Quantum-Mechanical Correlations and Tsirelson Bound from Geometric Algebra
Carsten Held

TL;DR
This paper demonstrates that the Tsirelson bound and quantum correlations are fundamentally geometric in nature, and that local hidden-variable theories can be compatible with quantum mechanics if physical quantities are treated as vectors rather than scalars.
Contribution
It reveals that the derivation of the Tsirelson bound depends on scalar assumptions and shows that vector-valued physical magnitudes can reconcile local hidden-variable theories with quantum mechanics.
Findings
Tsirelson bound has a geometric origin.
Local hidden-variable theories are compatible with QM when using vectors.
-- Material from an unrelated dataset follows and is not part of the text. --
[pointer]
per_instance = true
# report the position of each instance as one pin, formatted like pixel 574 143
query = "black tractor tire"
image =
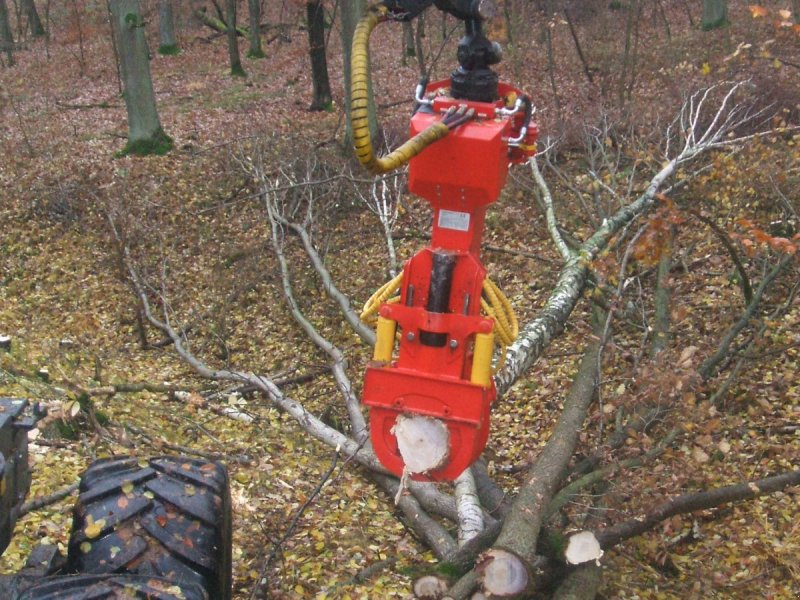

Quantum correlations depend on the geometric nature of physical quantities.
Abstract
The Bell-Clauser-Horne-Shimony-Holt inequality can be used to show that no local hidden-variable theory can reproduce the correlations predicted by quantum mechanics (QM). It can be proved that certain QM correlations lead to a violation of the classical bound established by the inequality, while all correlations, QM and classical, respect a QM bound (the Tsirelson bound). Here, we show that these well-known results depend crucially on the assumption that the values of physical magnitudes are scalars. The result implies, first, that the origin of the Tsirelson bound is geometrical, not physical; and, second, that a local hidden-variable theory does not contradict QM if the values of physical magnitudes are vectors.